Sunday 23 October 2011

Life is a Biscuit

This is a cookie to my American friends. A cookie however, is a typical American species, rather big and sturdy; teeth breaking at times. A biscuit is the more fragile relative from the European continent, rather delicate and pretty. I guess if life were a cookie it might be easier to live, but maybe more boring as well.

So imagine at the beginning of your life, sitting bang in the middle of your perfectly shaped biscuit, nice and round, all smooth, and drifting through space. Soon you will get up to explore and you will find that it wobbles. Quickly drawing back to the middle you will learn where the centre of gravity lies - it is you! As you keep exploring your biscuit you will find that inviting people onto this platform will help to keep the balance. If you all move in perfect harmony, you all have the freedom to explore and to enjoy this life together. You might even discover that attaching other people’s biscuits to yours will make it sturdier.
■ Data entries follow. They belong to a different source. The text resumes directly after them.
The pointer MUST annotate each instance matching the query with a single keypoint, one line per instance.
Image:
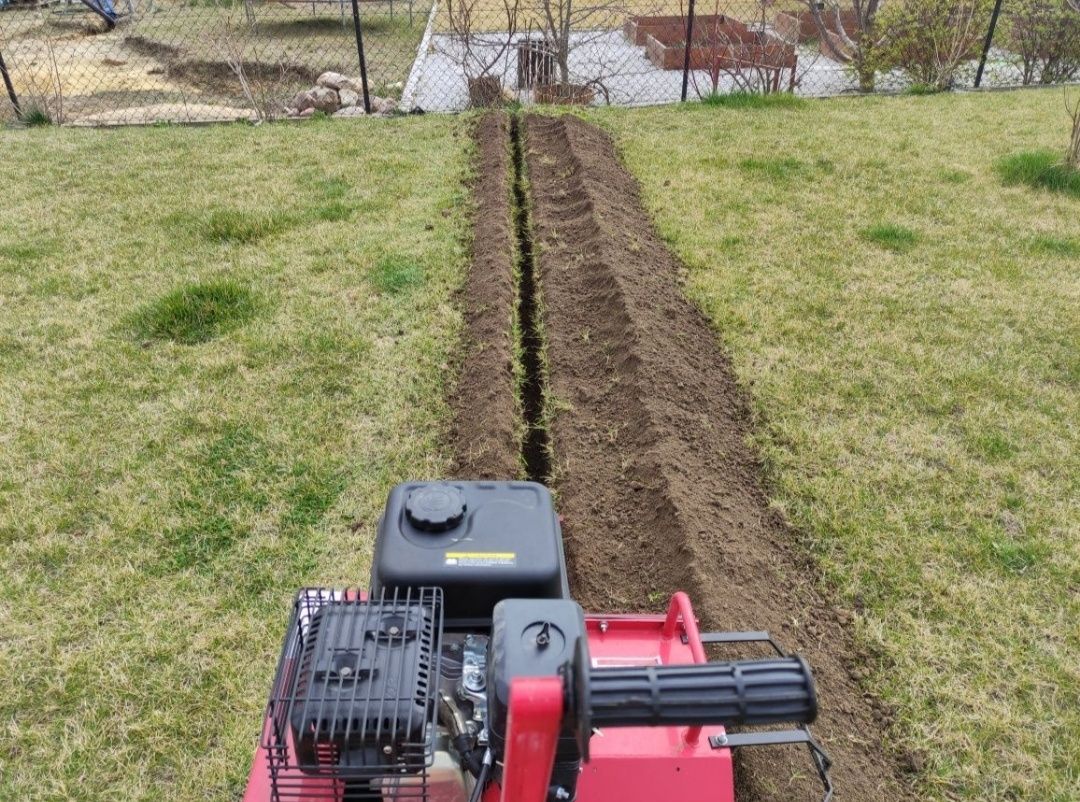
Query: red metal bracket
(532, 724)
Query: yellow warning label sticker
(482, 559)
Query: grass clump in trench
(898, 239)
(395, 274)
(196, 312)
(1040, 170)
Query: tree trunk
(1072, 158)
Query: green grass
(917, 416)
(1040, 170)
(196, 312)
(200, 411)
(892, 238)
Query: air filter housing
(353, 699)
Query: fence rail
(106, 62)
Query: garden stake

Biscuits are not easily navigated, though. Harmony might come natural at times, but usually negotiations are asked for. Some people manage perfectly fine for all their lives and live happily ever after, but most of us will find that there are always people, with whom the balancing game does not work. They either move to fast, too slow or into the wrong direction, while others might not want to fix their biscuits too tightly or not tightly enough. Usually this does not happen out of deliberation. We just live at different speeds, were raised in different cultures and use language in different ways. Whatever the reason, all of a sudden the balancing act involves you doing the splits, a lot of running around and continuously being alert.
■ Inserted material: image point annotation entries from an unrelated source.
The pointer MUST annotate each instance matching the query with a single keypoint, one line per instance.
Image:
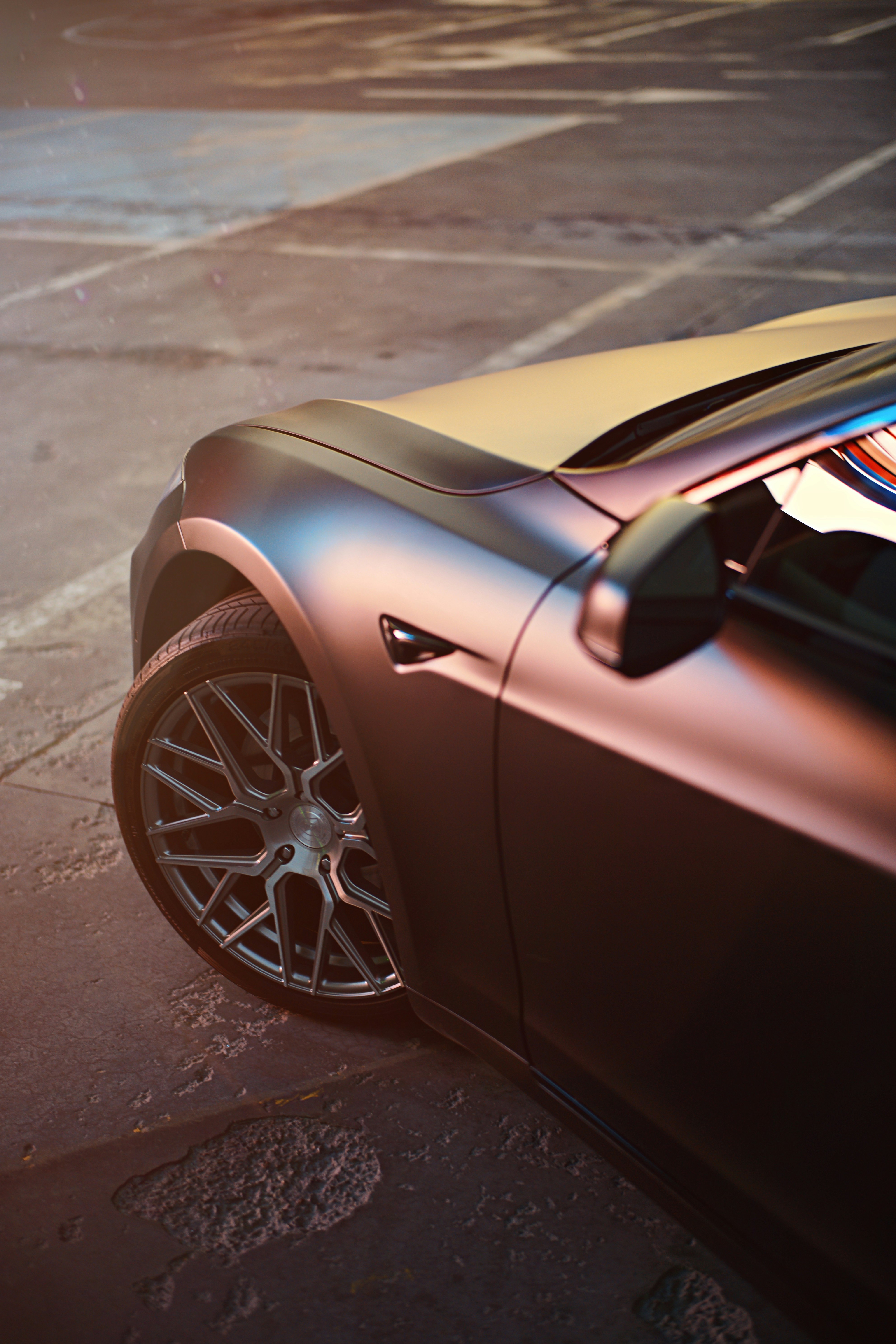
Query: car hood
(534, 419)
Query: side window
(824, 583)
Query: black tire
(224, 752)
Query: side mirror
(661, 590)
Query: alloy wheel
(256, 824)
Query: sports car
(562, 703)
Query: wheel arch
(190, 584)
(224, 554)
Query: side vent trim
(408, 646)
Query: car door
(700, 877)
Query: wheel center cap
(311, 826)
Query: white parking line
(19, 625)
(580, 319)
(73, 236)
(546, 261)
(827, 186)
(512, 132)
(610, 97)
(804, 75)
(839, 40)
(682, 21)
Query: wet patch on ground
(261, 1181)
(687, 1307)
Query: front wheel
(240, 814)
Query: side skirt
(639, 1169)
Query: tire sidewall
(182, 666)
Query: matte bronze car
(562, 702)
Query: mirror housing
(660, 593)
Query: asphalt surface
(211, 210)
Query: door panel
(700, 871)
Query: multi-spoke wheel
(241, 816)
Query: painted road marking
(608, 97)
(546, 261)
(839, 40)
(19, 625)
(682, 21)
(171, 175)
(527, 261)
(441, 139)
(804, 75)
(586, 315)
(75, 279)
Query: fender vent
(406, 644)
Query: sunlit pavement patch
(261, 1181)
(162, 175)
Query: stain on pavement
(690, 1308)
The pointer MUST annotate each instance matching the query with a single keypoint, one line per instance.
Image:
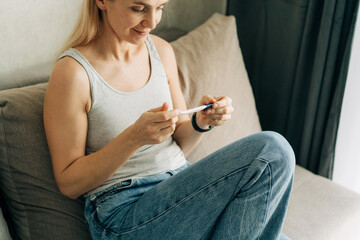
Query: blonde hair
(86, 28)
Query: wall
(32, 32)
(347, 158)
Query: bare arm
(67, 101)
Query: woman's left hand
(218, 114)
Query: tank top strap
(157, 65)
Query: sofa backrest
(27, 53)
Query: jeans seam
(178, 203)
(269, 193)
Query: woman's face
(132, 20)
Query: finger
(166, 132)
(163, 108)
(166, 124)
(222, 102)
(224, 110)
(165, 116)
(219, 117)
(207, 99)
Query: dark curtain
(297, 53)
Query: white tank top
(113, 111)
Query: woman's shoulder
(164, 48)
(69, 74)
(68, 68)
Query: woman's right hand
(155, 125)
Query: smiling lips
(142, 33)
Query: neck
(111, 47)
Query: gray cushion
(319, 209)
(37, 207)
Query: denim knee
(285, 157)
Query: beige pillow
(210, 62)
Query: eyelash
(143, 10)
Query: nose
(150, 21)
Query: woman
(115, 134)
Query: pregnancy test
(197, 109)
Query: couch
(209, 62)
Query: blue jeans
(238, 192)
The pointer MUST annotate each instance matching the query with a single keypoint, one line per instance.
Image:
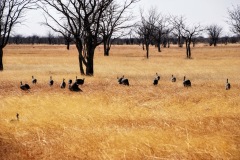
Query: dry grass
(109, 121)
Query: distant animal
(186, 83)
(51, 81)
(15, 120)
(24, 86)
(74, 87)
(123, 81)
(173, 79)
(34, 80)
(69, 81)
(80, 81)
(155, 81)
(228, 85)
(157, 77)
(17, 115)
(63, 84)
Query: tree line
(90, 23)
(60, 40)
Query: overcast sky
(205, 12)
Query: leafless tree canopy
(147, 27)
(188, 34)
(234, 19)
(214, 31)
(114, 22)
(88, 21)
(11, 14)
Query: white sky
(205, 12)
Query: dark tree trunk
(147, 48)
(68, 45)
(80, 56)
(159, 46)
(1, 59)
(80, 59)
(89, 65)
(106, 46)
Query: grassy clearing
(109, 121)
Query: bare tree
(188, 34)
(11, 14)
(234, 19)
(214, 31)
(113, 22)
(160, 29)
(146, 28)
(83, 19)
(178, 23)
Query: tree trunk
(106, 47)
(159, 46)
(80, 59)
(1, 59)
(68, 45)
(80, 56)
(89, 66)
(189, 51)
(147, 48)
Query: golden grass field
(110, 121)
From all this commotion the first cracks appear in your biscuit... see, told you: Life would be better if it were a cookie, but 'No!' whoever was in charge decided to choose a biscuit.

... and it is getting worse. People will move away from the cracks and will reach the edge. There they will see interesting things: loads of other biscuits, interesting, pretty, cool or idyllic. The ones who daringly peer through the cracks see the same wonderful picture, and some of them may be tempted to risk the jump off the margins or through the crevice.

Drastic action is required, a wall needs to be built around the biscuit, cracks have to be fixed, and maybe it is a good idea to tie some people down.

... and out we get the pegs and the ties, and we hammer them into the ground, and often too late we realise that now it is us who is breaking the biscuit. But what can be done? We keep fixing and fixing. Some cracks we are able to mend lovingly, for others there is just no time and we paint over them.

... and so it goes for a while: short periods of relative happiness when we think that we nailed it are taking turns with frantic repair work, until one day we are exhausted and unhappy and wondering: What the heck am I doing? Life cannot be about building walls and fixing cracks.

 ... and more questions are whizzing through the brain: What happened to my lovely, pristine biscuit? Who is to blame? Could it have been avoided? What to do now?

The answers lie in the beginning: The centre of gravity is YOU! You and you alone will have to be the person to win back stability.

Oh, how often did I try to find the ones to blame? I had to learn that it was Me. I voluntarily did the fixing and building and running, nobody asked me to. People joined my life and without asking them or myself whether or not they were good for my biscuit, I accommodated their needs. I did not make clear the rules that apply for docking to my biscuit. I didn’t even know the rules, so how can I blame others.

The way forward is the simplest and the most difficult task at the same time.

The past needs to be the past. None of what is gone will come back, and hence assessing what is left is the first step to healing. The aim is the truth; no sugar coating, no excuses.

... and then comes the big thought experiment. The right questions have to be asked: Why did I do all the fixing? What am I scared of? As a matter of fact ‘What is the worst case scenario?’ What if I would let go? My biscuit might break – ‘Would I really mind?’, people might leave or fall off – ‘Would I feel guilt, or loss?’ ‘Do I want to desperately cling to people who don’t want to be with me? ... sitting on my fragment of biscuit drifting through space, ... time to think,... time for honesty, ... this fragment would be MY fragment, my responsibility and my freedom. How bad would the worst case scenario actually be? However painful the process: the answer to this question holds all the building blocks for honest negotiations.

... and then the work begins.  Ever so carefully yet confidently a set of rules will have to be established. Balance can only be achieved by negotiation, either through talking and listening, or testing and observing, and although bits of the biscuit might break off as some people decide to leave, one might find that biscuits with edges are actually quite nice to be on. They show style, and experience; they are reliable and easy to dock to. One might even find that more people than expected would like to make an edgy biscuit their home.

My new motto: The first step to avoiding the worst of cases is to face it and to accept it as fate!